Philadelphia, like any big American city, has its problems, but if it isn’t as rich and glamorous as New York or Washington, it isn’t a basket-case like Detroit or Cleveland, either. Its municipal government is hilariously corrupt and impotent, but it is not entirely without effective civic institutions. For decades, the city’s population crashed even as the population of the five counties of southeastern Pennsylvania remained more or less stable: High taxes and terrible schools sent nearly a half million Philadelphians fleeing to the suburbs, but not much farther. The city’s population has been growing in recent years, but in the last census it still had fewer people than it did in 1990. Another Bissinger book, A Prayer for the City, tells the story of Ed Rendell’s efforts to reverse the city’s decline, efforts which were significantly if only partly successful. Even so, a visitor to the nation’s onetime capital could spend a fruitful week or two (yes, yes, the inevitable W. C. Fields joke) and see little if any of the blight, crime, and destitution associated in the popular mind with urban dysfunction. As with New York City or Chicago, it’s there — but you have to go looking for it.

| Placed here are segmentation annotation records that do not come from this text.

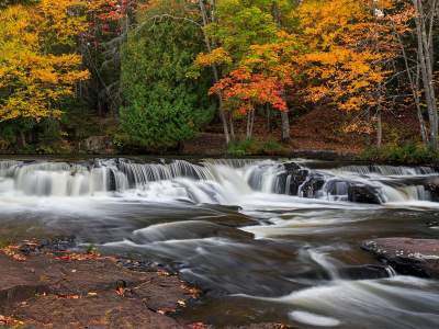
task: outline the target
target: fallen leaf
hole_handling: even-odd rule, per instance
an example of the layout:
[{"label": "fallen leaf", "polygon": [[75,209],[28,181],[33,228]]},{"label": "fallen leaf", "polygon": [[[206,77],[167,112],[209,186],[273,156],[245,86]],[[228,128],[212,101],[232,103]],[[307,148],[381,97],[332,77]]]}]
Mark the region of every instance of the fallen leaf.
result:
[{"label": "fallen leaf", "polygon": [[194,324],[189,325],[189,327],[191,327],[192,329],[209,329],[209,328],[212,328],[211,326],[204,325],[203,322],[194,322]]},{"label": "fallen leaf", "polygon": [[0,315],[0,326],[19,326],[24,325],[23,321],[14,319],[13,317],[2,316]]},{"label": "fallen leaf", "polygon": [[123,288],[122,286],[117,287],[116,294],[123,297],[125,295],[125,288]]},{"label": "fallen leaf", "polygon": [[56,295],[56,298],[59,298],[59,299],[79,299],[79,295],[58,294],[58,295]]}]

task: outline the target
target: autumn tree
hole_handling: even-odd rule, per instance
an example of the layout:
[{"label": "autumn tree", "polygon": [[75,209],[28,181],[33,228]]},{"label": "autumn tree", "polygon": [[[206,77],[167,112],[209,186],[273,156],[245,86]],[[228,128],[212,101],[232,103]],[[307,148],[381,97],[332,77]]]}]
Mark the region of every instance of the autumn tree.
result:
[{"label": "autumn tree", "polygon": [[[356,114],[346,132],[370,134],[370,113],[381,117],[383,88],[395,56],[390,27],[380,19],[387,1],[308,0],[296,12],[299,35],[307,45],[297,58],[309,81],[303,90],[312,102],[330,100],[338,109]],[[380,138],[379,138],[380,139]]]},{"label": "autumn tree", "polygon": [[82,10],[76,0],[0,10],[1,122],[60,118],[63,100],[74,97],[76,83],[88,78],[74,52],[76,37],[87,29]]},{"label": "autumn tree", "polygon": [[[256,61],[260,63],[267,59],[260,56],[261,52],[255,53],[258,46],[267,45],[268,49],[279,41],[280,14],[274,9],[279,11],[280,8],[291,9],[291,5],[282,1],[221,1],[215,11],[216,20],[204,27],[207,37],[215,42],[216,48],[200,54],[195,60],[195,66],[219,68],[222,79],[216,81],[211,89],[211,94],[216,93],[223,101],[222,110],[227,110],[227,113],[229,113],[232,135],[234,135],[234,116],[247,116],[246,135],[249,137],[255,120],[255,105],[271,104],[271,102],[262,101],[267,100],[267,95],[261,95],[266,93],[264,83],[261,83],[262,80],[267,83],[268,93],[271,93],[273,98],[278,95],[274,95],[268,86],[275,84],[278,87],[279,90],[275,93],[280,92],[284,104],[280,107],[282,107],[282,114],[285,114],[288,118],[283,81],[271,75],[272,71],[261,70],[261,66],[256,68],[254,65]],[[278,14],[277,18],[274,13]],[[256,56],[256,61],[251,64],[254,56]],[[236,86],[234,86],[234,82],[236,82]],[[245,86],[249,88],[248,93],[252,94],[251,97],[236,92],[236,90],[244,91]],[[256,89],[257,87],[259,87],[259,90]],[[258,94],[261,97],[258,98]],[[244,111],[244,109],[248,111]],[[282,117],[285,116],[282,115]],[[290,134],[289,126],[283,133],[282,137],[286,140]]]}]

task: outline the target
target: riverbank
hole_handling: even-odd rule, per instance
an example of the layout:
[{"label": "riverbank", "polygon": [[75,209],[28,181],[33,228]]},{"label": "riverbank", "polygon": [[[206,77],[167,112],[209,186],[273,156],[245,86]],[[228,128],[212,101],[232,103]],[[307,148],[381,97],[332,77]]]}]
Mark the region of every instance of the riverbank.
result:
[{"label": "riverbank", "polygon": [[172,317],[202,294],[178,275],[92,249],[76,253],[71,243],[25,240],[0,249],[0,327],[212,328]]}]

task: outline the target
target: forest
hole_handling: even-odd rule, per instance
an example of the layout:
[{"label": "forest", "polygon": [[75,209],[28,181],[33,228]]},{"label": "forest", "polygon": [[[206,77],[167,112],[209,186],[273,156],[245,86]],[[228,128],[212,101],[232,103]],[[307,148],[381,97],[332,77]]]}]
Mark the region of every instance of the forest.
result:
[{"label": "forest", "polygon": [[0,151],[218,136],[230,155],[431,159],[438,14],[437,0],[2,0]]}]

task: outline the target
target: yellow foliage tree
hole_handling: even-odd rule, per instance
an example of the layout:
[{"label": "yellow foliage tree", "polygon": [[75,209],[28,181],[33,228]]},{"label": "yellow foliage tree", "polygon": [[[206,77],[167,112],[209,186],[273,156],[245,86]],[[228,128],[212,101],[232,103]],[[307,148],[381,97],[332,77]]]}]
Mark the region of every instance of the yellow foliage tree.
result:
[{"label": "yellow foliage tree", "polygon": [[308,49],[296,61],[308,81],[304,94],[309,101],[328,99],[347,112],[381,102],[380,89],[389,76],[383,64],[394,56],[392,48],[381,46],[391,35],[382,19],[392,5],[387,0],[302,2],[295,14]]},{"label": "yellow foliage tree", "polygon": [[87,29],[79,0],[42,0],[0,10],[0,121],[59,118],[59,102],[88,79],[71,52]]}]

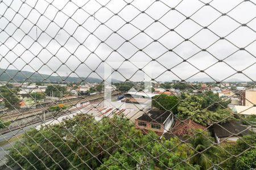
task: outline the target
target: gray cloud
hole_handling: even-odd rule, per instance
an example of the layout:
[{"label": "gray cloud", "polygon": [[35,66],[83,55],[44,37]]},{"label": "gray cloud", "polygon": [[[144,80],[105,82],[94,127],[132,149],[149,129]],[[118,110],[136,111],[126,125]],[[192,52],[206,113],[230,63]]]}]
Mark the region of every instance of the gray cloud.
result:
[{"label": "gray cloud", "polygon": [[[207,74],[222,80],[236,73],[230,67],[238,71],[246,69],[245,74],[256,79],[253,65],[256,42],[250,44],[256,40],[256,5],[251,2],[214,0],[210,3],[212,7],[197,0],[131,1],[132,5],[117,0],[108,3],[100,1],[101,5],[95,1],[11,2],[0,2],[1,68],[39,70],[43,74],[56,71],[60,75],[75,70],[81,76],[87,76],[91,70],[96,69],[103,76],[102,60],[129,59],[134,63],[151,62],[153,78],[157,77],[158,80],[206,77]],[[221,16],[221,12],[228,14]],[[190,19],[185,20],[187,17]],[[208,29],[201,29],[202,27]],[[220,40],[221,37],[226,39]],[[185,39],[190,41],[184,41]],[[246,50],[237,52],[249,44]],[[227,64],[217,63],[224,59]],[[182,62],[183,60],[187,62]],[[118,71],[130,78],[138,68],[128,62]],[[165,72],[169,69],[171,71]],[[206,74],[193,75],[204,69]],[[123,79],[118,73],[113,76]],[[133,80],[140,80],[142,76],[138,73]],[[241,74],[231,78],[249,80]]]}]

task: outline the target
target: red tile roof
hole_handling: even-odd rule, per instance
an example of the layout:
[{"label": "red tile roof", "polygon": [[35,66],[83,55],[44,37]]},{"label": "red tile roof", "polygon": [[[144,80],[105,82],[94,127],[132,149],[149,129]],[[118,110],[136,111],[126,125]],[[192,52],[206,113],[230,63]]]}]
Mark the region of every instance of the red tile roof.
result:
[{"label": "red tile roof", "polygon": [[177,120],[174,128],[171,130],[171,133],[179,136],[192,135],[195,129],[201,129],[204,130],[206,128],[205,126],[197,124],[191,120],[187,120],[184,121]]}]

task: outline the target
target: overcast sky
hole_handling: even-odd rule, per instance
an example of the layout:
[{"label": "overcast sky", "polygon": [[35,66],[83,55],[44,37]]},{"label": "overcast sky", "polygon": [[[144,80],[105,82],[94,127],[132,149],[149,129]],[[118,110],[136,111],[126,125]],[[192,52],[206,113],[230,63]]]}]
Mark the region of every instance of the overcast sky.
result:
[{"label": "overcast sky", "polygon": [[[130,79],[147,65],[142,70],[151,70],[150,76],[158,81],[207,74],[218,80],[249,80],[241,74],[230,77],[242,70],[256,80],[255,3],[255,0],[1,1],[0,67],[48,74],[56,71],[60,75],[75,71],[71,76],[104,78],[106,62],[120,73],[112,78],[120,80]],[[200,70],[207,74],[197,74]],[[143,77],[139,71],[131,80]]]}]

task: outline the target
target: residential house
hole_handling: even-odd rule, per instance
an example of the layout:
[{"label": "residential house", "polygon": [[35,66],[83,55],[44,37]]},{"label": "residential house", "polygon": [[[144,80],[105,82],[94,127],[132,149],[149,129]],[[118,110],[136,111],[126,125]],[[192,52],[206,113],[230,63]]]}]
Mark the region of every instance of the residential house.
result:
[{"label": "residential house", "polygon": [[173,122],[172,113],[163,110],[150,109],[135,119],[135,126],[144,134],[152,130],[160,136],[170,129]]},{"label": "residential house", "polygon": [[213,131],[218,143],[221,142],[236,142],[240,137],[250,133],[250,128],[242,125],[237,121],[216,124],[213,126]]},{"label": "residential house", "polygon": [[164,135],[166,139],[170,139],[171,137],[177,137],[179,139],[185,141],[187,136],[192,136],[196,130],[207,129],[206,126],[196,123],[192,120],[176,120],[174,127],[171,129],[168,133]]}]

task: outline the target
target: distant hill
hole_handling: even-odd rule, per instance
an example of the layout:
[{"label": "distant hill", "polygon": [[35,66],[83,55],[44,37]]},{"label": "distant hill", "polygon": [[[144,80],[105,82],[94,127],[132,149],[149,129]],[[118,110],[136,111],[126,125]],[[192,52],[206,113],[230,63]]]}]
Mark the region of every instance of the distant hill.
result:
[{"label": "distant hill", "polygon": [[[80,82],[82,80],[86,82],[100,83],[102,80],[95,78],[74,77],[74,76],[52,76],[47,74],[32,73],[27,71],[18,71],[16,70],[0,69],[0,80],[8,82],[43,82],[44,80],[51,82],[60,82],[65,81],[67,82]],[[119,82],[116,79],[113,79],[113,82]]]},{"label": "distant hill", "polygon": [[[214,80],[210,77],[205,77],[200,78],[191,78],[189,79],[187,82],[214,82],[216,81],[220,81],[219,79],[216,79]],[[236,78],[232,78],[228,80],[225,80],[224,82],[244,82],[245,81],[241,80]]]}]

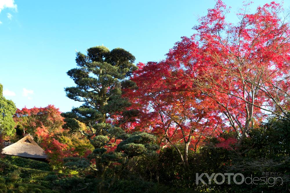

It is fitting that Philadelphia’s greatest sports icon isn’t an NFL or NBA star but the fictitious boxer Rocky Balboa. I recently watched Rocky with a friend who had never seen it, and who was surprised to find it a remarkably quiet film. It isn’t a big, exciting sports epic, at least until the last ten minutes. It’s a sad and quiet character study (written, remember, by Sylvester Stallone, an unknown at the time) about two lonely people both fearing that their best days are behind them (and weren’t so great in the first place), that they are getting over the hill without having really lived. In the end, Rocky loses the big fight — but he doesn’t get knocked out, either. He finishes the day bloodied and hurting but on his feet — a better metaphor for Philadelphia in 2018 than Stallone could have imagined in 1976.
The Super Bowl is something close to the opposite of that kind of show: too big and too loud for life-sized people, their quiet troubles and their loneliness. It belongs to that strange new world of inexplicable tribal enthusiasms tied up in public spectacles that would have made Commodus blush to consider them. Though the city will watch it, it is bigger than the city.
But the city endures. Rocky’s famous run around Philadelphia’s landmarks takes him from the elevated train tracks and their gritty industrial environs to the bustling Italian market, the lovely park alongside the river, through the shipyards and, finally and famously, up the steps of the art museum. (Tourists follow in his footsteps daily.) His run is mostly solitary, but not entirely: A well-wisher tosses him an orange. His people know who he is and what he is up to, even if they don’t quite believe it. He runs through City Hall, too, under the gaze of William Penn and various forgotten grandees. Maybe this wasn’t — isn’t — exactly what Penn and the rest of them had in mind, or Ben Franklin, either. But America never ceases surprising itself.
— Kevin D. Williamson is National Review’s roving correspondent.